KKTC İŞ Yasası, Sendikalar Yasası ve Toplu İş Sözleşmesi Grev ve Referandum Yasasında tefsirlerinde yer alan işveren tanımı sözü edilen durumda her defasında istihdam eden maaş ödeyen vergi, sigorta ve ihtiyat sandığı yatırımlarını yapan Cumhurbaşkanlığı’nı işaret ederken, Cumhurbaşkanlığı “İşveren değilmiş gibi” hareket etmektedir.Hepsi Kuzey Kıbrıs Türk Cumhuriyeti vatandaşı olan, herhangi bir yasa ile (Yargı mensubu, Güvenlik Kamu Görevlileri Yasası altında çalışanlar gibi) Sendika üyesi olmalarına kısıt getirilmeyen, tüm mevzuatta işçi sayılan ve işvereni belli olan Kayıp Şahıslar Komitesi çalışanlarının hakları yok, hatta kayıp sayılmaktadır.
Gelinen noktada HAKSEN Cumhurbaşkanlığı mahkemeye vermek ve grev seçeneklerini uygulamaya koymadan önce geleneksel sendikacılıktan farklı olarak; sorumlu sendikacılık anlayışı ile desteklenen yeni nesil sendikacılık anlayışı ile konuyu :
Cumhurbaşkanı Sayın Akıncı’nın da bilgisine getirmiştir.
Bununla yetinmeyerek III. Cumhurbaşkanı Sayın Derviş Eroğlu ve
II. Cumhurbaşkanı Sayın Mehmet Ali Talat ile de görüşerek,
olası etkilerini değerlendirmek, yaşanabilecek olumsuzluklar konusunda görüş ve tavsiyelerini alma yolunu seçmiştir.Aynı içerikle Başbakan Sayın Ersin Tatar, Başbakan Yardımcısı ve Dışişleri Bakanı Sayın Kudret Özersay’dan da randevu taleplerinde bulunduk.
Sendika olarak “Kayıpları arayan çalışanların kayıp haklarını arıyoruz”.
Cumhurbaşkanlığı kendi vatandaşlarının yasal haklarını yok sayamaz, kaybedemez.

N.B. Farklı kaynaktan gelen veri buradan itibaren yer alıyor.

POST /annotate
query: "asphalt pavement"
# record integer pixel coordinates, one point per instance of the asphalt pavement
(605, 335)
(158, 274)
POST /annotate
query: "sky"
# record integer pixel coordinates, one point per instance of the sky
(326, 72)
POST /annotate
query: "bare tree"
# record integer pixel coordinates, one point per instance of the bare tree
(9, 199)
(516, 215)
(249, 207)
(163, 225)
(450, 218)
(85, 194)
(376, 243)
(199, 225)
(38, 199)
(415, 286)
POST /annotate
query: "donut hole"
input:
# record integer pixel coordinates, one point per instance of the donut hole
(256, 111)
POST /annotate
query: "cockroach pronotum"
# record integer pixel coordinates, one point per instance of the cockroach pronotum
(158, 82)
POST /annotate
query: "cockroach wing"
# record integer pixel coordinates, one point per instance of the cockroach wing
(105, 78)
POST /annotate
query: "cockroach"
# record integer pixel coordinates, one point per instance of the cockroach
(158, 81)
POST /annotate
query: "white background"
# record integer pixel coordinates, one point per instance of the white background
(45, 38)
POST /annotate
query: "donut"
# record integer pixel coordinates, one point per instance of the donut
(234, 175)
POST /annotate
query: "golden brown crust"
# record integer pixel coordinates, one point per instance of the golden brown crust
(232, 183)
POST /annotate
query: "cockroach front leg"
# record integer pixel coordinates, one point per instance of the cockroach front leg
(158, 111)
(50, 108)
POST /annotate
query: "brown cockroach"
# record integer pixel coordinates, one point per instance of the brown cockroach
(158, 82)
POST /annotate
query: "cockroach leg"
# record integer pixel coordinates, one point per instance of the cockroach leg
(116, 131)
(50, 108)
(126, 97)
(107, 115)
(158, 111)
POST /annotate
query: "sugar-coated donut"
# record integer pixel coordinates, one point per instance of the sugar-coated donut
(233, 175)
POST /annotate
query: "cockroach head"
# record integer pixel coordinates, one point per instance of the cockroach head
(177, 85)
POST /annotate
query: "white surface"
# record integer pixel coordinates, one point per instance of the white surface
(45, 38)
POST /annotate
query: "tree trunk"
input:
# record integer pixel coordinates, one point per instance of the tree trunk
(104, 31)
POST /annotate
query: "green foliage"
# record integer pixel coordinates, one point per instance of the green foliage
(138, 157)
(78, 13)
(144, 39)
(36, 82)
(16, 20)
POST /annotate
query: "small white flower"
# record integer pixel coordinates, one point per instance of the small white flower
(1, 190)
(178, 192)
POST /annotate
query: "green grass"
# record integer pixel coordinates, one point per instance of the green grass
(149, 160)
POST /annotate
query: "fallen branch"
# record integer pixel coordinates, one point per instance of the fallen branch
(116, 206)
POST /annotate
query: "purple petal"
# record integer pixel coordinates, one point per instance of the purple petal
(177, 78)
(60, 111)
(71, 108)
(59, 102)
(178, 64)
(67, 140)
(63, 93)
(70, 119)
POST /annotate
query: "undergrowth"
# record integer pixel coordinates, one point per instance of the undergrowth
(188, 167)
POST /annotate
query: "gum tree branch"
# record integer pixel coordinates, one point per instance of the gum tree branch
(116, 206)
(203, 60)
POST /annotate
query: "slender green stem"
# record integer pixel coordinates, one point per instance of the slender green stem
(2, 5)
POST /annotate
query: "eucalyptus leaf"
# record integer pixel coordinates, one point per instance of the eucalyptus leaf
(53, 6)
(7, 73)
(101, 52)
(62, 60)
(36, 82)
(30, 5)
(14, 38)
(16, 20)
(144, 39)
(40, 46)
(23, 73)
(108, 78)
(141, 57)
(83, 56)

Açık ve net olarak anlaşılmalı ve bilinmelidir ki: HAKSEN ve Kayıp Şahıslar Komitesi Çalışanları; tüm kayıp yakınlarının bekleyişlerine karşı hassastır, süreci de bu bağlamda bu noktaya kadar hassasiyetle getirmiştir. HAKSEN sorumlu sendikacılık örneği verirken herkesin sorumluluklarına aynı bilinçle sahip çıkmasını beklemektedir.
Talebimiz Cumhurbaşkanlığı’nın görüşme masasına oturması ve adil bir çözümü hayata geçirmesidir. Bu doğrultuda da hukuki her zeminde mücadelemizi artan bir şekilde sürdüreceğiz.